I feel sorry for Comic Sans MS. It’s a nice friendly font that is being exploited by people who should know better. We should get to the source of the problem and shoot all comic writers.
I have said elsewhere that anyone other than a nursery-school teacher, or who is otherwise working with children, should be forbidden from using Comic Sans, on pain of death, or at least being forced to sit through my tapes of kittens being impaled on red-hot skewers. I have spoken. Harumph.
I feel sorry for Comic Sans MS. It’s a nice friendly font that is being exploited by people who should know better. We should get to the source of the problem and shoot all comic writers.
Hence the true meaning of “Comic sans“?
I have said elsewhere that anyone other than a nursery-school teacher, or who is otherwise working with children, should be forbidden from using Comic Sans, on pain of death, or at least being forced to sit through my tapes of kittens being impaled on red-hot skewers. I have spoken. Harumph.

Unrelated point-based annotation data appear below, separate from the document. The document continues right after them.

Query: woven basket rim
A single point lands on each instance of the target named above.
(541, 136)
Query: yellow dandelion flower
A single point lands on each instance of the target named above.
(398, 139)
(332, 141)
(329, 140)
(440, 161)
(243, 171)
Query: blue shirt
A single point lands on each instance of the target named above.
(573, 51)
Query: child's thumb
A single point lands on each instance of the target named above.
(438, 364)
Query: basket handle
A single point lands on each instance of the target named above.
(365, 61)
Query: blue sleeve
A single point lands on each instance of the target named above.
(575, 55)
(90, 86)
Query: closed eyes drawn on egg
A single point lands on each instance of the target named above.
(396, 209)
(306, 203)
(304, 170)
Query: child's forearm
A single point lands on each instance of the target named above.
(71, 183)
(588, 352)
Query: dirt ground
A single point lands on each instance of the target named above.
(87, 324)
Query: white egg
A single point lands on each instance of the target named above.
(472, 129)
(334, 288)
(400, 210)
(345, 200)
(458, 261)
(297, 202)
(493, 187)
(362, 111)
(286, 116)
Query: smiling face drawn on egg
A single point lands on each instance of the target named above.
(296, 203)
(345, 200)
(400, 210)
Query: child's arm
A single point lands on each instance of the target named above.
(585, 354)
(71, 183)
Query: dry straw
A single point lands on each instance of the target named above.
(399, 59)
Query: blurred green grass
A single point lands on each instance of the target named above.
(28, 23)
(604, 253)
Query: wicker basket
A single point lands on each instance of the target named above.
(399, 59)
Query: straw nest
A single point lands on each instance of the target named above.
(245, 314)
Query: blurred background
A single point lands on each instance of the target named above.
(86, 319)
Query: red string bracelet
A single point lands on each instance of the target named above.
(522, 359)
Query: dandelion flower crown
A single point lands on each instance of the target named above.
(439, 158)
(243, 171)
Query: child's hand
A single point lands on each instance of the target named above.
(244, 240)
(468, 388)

Comic sans – sans eyes, sans hair, sans taste (_especially_ sans taste), sans teeth, sans almost everything. Yeah. Absolutely.

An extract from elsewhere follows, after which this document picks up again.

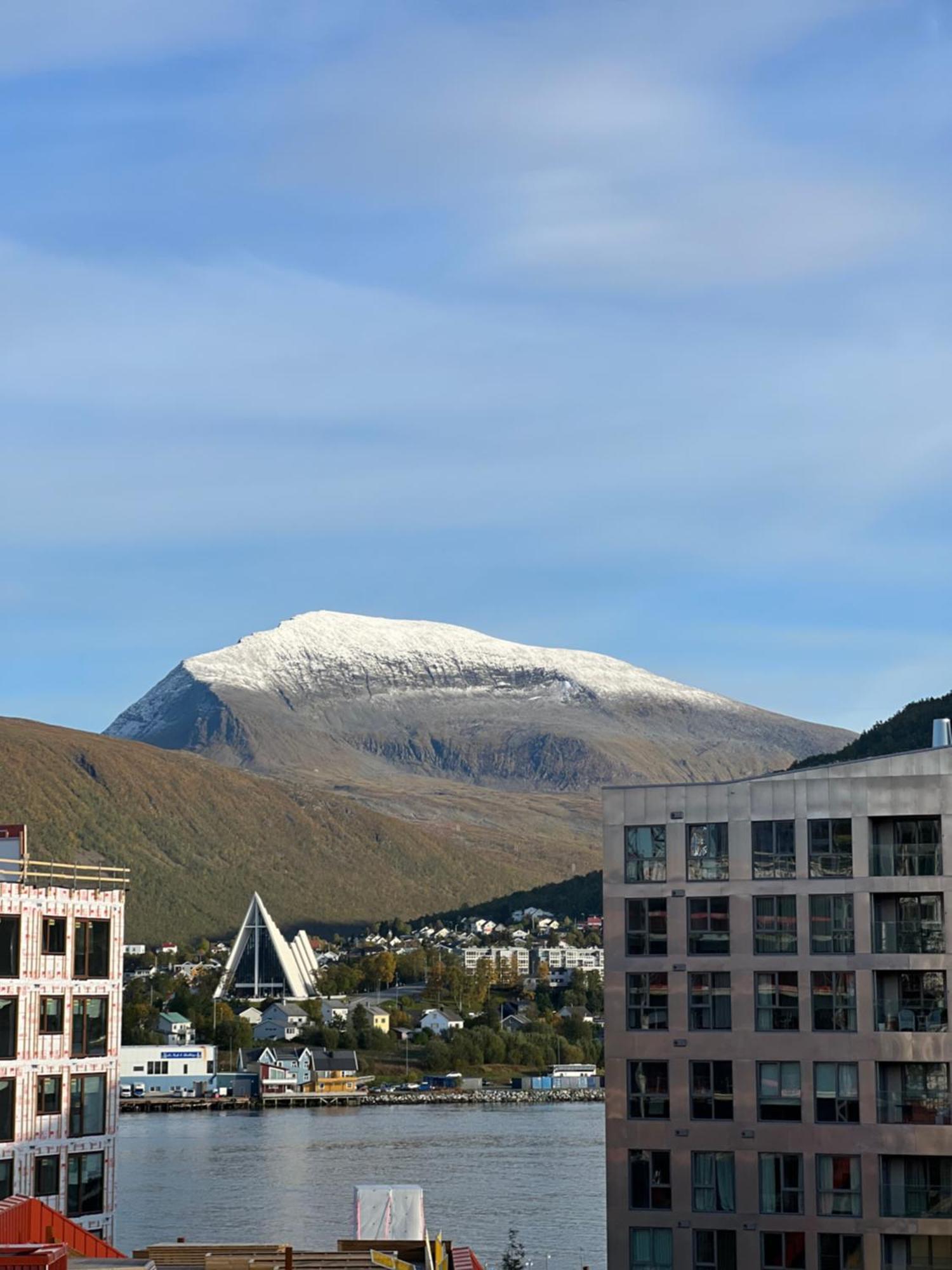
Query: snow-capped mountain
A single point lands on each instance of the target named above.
(336, 698)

being forced to sit through my tapes of kittens being impaled on red-hot skewers
Some of us would pay to see that.
Well, Richard, for you it would have to be death. Or, at the very least, the Comfy Chair.
Bob, should I start to worry now?
PZ Myers uses Comic Sans to great effect when quoting creationist and other kooky websites. Does that count as fair use?
Well, Victor, I guess that depends on how you write your text for your next strip…
Yes – the kittens will want a kill fee.